Printed in the 1800's, original engraving (8"x 11") by Johnson, Fry Publishers, New York. This came from the Herzog and Co. / R.M. Smythe archives when they were relocating their offices in Manhattan. This engraving would look terrific framed.
Richard Montgomery (December 2, 1738 – December 31, 1775) was an Irish-born soldier who first served in the British Army. He later became a Major General in the Continental Army during the American Revolutionary War and he is most famous for leading the failed 1775 invasion of Canada.
Montgomery was born and raised in Ireland. In 1754, he enrolled at Trinity College, Dublin, and two years later joined the British army to fight in the French and Indian War. He steadily rose through the ranks, serving in North America and then the Caribbean. After the war he was stationed at Fort Detroit during Pontiac's War, following which he returned to Britain for health reasons. In 1773, Montgomery returned to the Thirteen Colonies, married Janet Livingston, and began farming.
When the American Revolutionary War broke out, Montgomery took up the Patriot cause, and was elected to the New York Provincial Congress in May 1775. In June 1775, he was commissioned as a Brigadier General in the Continental Army.
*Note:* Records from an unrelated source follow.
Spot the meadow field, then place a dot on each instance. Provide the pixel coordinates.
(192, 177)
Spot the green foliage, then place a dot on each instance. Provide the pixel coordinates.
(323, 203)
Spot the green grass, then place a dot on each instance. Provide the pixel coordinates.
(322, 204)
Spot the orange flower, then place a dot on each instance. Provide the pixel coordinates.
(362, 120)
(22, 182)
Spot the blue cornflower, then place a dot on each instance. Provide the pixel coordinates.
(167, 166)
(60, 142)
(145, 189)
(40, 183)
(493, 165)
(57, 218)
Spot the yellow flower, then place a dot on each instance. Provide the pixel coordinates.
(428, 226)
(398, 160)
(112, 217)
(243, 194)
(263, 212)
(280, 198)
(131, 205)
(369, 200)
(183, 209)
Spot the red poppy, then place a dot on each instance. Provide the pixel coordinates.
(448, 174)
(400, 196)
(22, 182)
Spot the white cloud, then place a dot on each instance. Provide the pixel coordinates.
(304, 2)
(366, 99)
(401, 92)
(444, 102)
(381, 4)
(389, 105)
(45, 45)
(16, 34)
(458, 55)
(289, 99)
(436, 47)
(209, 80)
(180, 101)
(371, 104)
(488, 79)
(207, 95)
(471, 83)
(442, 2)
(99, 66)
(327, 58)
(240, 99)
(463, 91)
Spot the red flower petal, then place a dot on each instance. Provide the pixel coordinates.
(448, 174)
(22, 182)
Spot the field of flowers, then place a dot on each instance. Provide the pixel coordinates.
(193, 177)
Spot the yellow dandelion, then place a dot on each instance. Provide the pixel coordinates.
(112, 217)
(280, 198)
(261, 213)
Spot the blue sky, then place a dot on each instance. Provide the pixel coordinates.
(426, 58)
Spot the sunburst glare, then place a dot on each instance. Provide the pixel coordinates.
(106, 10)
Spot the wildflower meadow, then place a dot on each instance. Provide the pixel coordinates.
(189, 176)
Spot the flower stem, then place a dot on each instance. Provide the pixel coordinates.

After Phillip Schuyler became too ill to lead the invasion of Canada, Montgomery took over. He captured Fort St. Johns and then Montreal in November 1775, and then advanced to Quebec City where he joined another force under the command of Benedict Arnold. On December 31, he led an attack on the city, but was killed during the battle. The British found his body and gave it an honorable burial. It was moved to New York City in 1818.